DAUGHTERS OF IRAQ by Revital Shiri-Horowitz

DAUGHTERS OF IRAQ by Revital Shiri-Horowitz

Since posting about the special video meeting between the students of the American University in Iraq and me, I got many supportive emails form the western world. I got supportive emails, but also found out that not only people from America, Europe and Israel read my post, many people from Arab countries read it too. I felt like a wall came down, even just for a bit, as I could communicate regarding my book, Israel, Jews and Arabs, and the situation of the citizens of Iraq.

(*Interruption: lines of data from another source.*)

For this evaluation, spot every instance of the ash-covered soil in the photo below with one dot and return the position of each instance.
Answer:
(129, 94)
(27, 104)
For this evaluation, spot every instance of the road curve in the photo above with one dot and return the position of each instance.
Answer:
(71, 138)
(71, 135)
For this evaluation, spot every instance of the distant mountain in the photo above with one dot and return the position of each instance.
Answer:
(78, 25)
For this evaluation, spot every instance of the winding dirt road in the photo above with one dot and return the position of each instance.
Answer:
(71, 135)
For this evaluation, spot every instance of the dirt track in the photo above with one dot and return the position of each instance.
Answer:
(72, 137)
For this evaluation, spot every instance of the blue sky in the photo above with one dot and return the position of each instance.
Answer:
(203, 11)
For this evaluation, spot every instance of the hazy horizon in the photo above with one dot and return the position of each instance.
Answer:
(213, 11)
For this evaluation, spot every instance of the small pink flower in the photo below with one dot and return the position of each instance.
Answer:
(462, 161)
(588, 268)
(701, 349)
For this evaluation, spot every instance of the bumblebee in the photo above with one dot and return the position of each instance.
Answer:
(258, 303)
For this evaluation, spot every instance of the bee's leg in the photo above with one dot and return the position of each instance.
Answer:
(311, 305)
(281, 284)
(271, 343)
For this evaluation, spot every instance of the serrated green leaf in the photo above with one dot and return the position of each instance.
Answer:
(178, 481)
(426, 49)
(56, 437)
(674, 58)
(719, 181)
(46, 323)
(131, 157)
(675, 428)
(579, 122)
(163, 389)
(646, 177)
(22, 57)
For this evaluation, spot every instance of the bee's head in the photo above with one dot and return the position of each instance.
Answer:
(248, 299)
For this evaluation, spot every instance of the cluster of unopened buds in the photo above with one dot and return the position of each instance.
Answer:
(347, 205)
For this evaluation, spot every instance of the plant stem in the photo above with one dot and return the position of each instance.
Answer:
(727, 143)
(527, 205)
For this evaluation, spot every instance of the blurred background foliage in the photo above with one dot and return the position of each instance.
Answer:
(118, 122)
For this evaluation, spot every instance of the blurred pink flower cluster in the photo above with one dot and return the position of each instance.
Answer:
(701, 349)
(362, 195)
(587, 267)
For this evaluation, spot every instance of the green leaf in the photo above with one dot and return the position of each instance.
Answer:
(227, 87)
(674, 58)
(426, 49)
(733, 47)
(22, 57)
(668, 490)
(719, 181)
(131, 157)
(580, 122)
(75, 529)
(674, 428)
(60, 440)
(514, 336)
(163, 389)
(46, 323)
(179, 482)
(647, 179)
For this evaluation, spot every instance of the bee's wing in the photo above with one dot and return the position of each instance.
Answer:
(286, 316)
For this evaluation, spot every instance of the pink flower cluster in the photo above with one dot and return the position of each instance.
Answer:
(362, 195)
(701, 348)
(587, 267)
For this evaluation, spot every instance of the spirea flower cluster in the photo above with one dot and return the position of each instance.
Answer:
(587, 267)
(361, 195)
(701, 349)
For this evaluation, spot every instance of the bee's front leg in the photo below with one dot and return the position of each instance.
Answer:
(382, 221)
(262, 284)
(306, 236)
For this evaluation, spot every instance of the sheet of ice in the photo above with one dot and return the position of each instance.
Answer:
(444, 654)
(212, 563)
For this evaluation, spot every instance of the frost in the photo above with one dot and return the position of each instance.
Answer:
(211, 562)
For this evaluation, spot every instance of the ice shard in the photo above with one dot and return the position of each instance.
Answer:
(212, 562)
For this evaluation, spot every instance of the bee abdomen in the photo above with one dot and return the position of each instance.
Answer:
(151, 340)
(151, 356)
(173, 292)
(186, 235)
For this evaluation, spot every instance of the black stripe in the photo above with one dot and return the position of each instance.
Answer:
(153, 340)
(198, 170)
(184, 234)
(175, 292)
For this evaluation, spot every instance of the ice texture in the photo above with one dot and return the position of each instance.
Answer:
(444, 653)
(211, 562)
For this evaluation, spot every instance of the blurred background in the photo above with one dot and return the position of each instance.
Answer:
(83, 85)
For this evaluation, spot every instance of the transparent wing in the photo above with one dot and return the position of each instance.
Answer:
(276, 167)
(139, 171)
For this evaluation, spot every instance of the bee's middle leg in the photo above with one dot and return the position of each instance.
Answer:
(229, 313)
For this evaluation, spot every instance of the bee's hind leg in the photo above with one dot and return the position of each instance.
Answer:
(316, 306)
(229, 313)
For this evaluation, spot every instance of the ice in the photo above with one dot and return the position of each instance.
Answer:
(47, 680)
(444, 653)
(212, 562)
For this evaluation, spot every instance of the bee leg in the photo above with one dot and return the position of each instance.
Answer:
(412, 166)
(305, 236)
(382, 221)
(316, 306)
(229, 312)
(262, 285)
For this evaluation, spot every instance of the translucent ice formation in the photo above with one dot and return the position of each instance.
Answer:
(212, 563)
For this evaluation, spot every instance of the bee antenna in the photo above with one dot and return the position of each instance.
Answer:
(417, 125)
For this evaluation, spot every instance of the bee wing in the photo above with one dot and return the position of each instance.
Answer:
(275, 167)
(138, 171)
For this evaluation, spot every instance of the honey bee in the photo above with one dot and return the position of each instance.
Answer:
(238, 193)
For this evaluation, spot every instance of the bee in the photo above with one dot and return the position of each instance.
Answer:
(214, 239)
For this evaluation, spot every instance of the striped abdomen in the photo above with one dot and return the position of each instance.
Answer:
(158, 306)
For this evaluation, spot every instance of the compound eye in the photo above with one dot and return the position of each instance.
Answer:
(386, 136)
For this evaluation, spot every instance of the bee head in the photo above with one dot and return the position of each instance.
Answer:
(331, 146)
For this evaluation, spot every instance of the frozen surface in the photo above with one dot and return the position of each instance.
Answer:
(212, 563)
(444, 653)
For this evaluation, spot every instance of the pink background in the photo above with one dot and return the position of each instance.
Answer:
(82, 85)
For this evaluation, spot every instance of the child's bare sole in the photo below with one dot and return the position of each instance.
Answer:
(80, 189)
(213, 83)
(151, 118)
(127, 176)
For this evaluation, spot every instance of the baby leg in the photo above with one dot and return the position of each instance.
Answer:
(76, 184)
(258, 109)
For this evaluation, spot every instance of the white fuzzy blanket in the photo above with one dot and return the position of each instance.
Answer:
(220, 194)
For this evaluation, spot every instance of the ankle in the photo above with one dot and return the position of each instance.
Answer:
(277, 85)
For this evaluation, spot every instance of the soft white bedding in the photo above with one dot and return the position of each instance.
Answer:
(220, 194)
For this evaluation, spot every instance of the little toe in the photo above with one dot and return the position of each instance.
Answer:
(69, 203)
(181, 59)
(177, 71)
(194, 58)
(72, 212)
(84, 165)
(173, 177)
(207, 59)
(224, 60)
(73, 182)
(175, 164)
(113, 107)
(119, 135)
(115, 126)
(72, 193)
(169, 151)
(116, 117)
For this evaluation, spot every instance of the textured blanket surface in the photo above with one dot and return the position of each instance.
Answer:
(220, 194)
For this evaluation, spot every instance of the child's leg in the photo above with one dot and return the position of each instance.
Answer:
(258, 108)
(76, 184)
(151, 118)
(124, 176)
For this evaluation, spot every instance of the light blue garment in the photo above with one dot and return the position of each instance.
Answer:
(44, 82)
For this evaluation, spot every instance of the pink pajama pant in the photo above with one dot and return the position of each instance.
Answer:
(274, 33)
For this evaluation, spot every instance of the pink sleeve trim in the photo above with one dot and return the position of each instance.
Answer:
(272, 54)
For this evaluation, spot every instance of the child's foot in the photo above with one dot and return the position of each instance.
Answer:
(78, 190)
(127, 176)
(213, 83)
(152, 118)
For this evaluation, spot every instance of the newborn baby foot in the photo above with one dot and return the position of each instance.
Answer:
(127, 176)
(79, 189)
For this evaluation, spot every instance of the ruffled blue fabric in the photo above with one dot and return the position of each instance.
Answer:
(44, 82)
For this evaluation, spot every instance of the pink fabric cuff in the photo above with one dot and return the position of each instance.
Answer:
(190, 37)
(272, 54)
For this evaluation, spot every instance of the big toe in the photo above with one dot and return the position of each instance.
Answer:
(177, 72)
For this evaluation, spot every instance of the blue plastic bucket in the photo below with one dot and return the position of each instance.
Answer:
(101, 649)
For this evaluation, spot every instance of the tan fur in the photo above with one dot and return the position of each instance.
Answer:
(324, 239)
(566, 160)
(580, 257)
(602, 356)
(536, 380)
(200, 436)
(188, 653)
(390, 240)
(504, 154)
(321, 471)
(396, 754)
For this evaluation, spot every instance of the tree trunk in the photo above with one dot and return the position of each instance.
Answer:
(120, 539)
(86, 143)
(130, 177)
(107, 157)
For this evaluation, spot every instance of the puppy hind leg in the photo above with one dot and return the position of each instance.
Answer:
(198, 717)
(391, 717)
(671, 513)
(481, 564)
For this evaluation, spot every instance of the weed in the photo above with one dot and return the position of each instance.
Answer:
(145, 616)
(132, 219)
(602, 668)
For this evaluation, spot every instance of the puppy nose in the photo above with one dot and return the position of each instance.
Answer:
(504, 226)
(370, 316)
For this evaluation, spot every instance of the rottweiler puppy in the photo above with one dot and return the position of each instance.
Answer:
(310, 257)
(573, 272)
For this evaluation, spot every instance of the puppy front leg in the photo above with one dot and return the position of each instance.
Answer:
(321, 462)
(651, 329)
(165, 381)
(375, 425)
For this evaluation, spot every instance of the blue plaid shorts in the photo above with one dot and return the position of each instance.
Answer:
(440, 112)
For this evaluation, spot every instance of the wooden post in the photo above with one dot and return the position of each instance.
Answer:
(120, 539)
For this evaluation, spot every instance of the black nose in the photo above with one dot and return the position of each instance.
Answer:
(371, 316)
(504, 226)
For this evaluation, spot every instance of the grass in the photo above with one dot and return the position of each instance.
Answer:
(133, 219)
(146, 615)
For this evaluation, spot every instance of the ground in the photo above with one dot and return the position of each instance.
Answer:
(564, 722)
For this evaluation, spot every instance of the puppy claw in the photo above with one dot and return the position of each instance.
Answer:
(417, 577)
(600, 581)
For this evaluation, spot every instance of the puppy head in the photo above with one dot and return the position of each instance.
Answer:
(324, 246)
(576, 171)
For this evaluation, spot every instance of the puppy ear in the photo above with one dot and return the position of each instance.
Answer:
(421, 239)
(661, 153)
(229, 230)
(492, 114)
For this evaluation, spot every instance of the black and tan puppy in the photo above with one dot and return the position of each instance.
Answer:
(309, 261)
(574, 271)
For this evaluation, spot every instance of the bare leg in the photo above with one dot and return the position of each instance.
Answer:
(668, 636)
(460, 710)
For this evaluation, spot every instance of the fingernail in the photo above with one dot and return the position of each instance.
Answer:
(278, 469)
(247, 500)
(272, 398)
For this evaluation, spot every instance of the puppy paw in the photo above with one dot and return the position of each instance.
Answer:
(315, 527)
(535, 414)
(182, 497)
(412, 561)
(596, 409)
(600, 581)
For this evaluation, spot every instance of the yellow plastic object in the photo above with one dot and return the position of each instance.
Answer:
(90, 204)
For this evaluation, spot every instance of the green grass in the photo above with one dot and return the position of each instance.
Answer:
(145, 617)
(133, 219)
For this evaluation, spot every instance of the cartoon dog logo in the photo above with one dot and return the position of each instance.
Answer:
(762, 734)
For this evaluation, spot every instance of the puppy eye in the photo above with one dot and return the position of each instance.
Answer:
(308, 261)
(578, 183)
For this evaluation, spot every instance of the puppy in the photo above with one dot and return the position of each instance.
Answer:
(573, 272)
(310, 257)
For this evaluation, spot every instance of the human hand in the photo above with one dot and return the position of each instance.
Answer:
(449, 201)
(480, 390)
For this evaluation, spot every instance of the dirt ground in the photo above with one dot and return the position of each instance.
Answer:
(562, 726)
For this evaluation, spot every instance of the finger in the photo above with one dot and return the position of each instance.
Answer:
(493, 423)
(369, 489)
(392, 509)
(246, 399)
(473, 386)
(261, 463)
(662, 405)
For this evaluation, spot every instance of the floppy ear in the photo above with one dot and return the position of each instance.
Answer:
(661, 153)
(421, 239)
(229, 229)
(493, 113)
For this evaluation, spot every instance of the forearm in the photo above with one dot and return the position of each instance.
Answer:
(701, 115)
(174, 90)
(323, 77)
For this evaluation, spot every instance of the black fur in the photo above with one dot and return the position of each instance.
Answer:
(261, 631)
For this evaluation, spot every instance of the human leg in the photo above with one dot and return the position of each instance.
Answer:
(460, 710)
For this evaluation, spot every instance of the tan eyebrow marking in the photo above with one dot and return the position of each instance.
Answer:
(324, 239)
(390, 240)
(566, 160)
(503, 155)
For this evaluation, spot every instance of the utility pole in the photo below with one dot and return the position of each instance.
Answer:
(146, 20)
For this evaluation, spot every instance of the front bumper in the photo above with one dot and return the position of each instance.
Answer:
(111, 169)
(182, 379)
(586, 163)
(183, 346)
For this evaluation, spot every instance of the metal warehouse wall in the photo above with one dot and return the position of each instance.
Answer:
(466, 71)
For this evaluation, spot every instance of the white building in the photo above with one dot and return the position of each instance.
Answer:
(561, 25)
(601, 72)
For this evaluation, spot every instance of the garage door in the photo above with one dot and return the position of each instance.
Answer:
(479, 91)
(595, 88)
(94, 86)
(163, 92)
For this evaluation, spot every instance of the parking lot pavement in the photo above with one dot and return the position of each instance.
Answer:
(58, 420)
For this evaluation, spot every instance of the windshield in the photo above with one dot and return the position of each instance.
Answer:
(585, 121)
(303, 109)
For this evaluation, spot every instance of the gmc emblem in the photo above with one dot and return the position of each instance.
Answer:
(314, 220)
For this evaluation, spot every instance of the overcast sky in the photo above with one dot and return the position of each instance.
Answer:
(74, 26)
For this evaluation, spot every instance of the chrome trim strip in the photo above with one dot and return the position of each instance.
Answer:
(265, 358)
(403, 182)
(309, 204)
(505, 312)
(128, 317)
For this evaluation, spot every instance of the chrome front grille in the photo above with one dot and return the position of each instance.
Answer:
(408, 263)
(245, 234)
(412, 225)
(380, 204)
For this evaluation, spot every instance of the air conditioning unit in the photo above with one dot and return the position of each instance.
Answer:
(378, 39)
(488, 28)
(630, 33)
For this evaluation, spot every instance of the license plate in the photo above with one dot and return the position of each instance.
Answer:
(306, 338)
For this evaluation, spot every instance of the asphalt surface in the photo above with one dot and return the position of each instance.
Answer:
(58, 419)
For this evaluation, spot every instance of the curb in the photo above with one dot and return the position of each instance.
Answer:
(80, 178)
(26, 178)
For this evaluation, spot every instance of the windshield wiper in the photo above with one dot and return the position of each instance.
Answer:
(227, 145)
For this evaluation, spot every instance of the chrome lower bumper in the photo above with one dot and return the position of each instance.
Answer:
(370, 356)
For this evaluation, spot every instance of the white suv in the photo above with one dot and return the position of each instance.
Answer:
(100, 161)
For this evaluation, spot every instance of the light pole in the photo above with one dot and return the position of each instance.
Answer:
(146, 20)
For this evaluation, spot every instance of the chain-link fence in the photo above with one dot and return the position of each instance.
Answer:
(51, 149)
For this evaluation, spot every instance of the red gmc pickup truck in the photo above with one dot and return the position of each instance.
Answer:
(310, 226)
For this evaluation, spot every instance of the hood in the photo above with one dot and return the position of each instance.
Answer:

After the post was posted I noticed that many Arabs read it. I wondered how they reached it. After a few days Dima contacted me and said that her dad reposted it, thinking many people will criticize Dima for even speaking to me.  “But the really nice thing was”, she said, “that people really supported the dialogue, and thought the Jews are dearly missed in Iraq”. I was very surprised to hear all this, and actually realized that Iraqis, they don`t have a problem with the Jews, the problem they have is with the existence of Israel.

Dima told me that for Arabs, just the existence of Israel is like “a Holocaust” to the Arabs. I did not speak to her more about it. It is a dangerous place from my point of you to cross. What would I say? That just the comparison gives me the chills? Don`t they know that Jews were taken to the gas chambers just because they were Jews? That the Arabs who lived here were never executed? That they had a choice to leave and had a place to go? A situation that the Jews did not have the benefit of having?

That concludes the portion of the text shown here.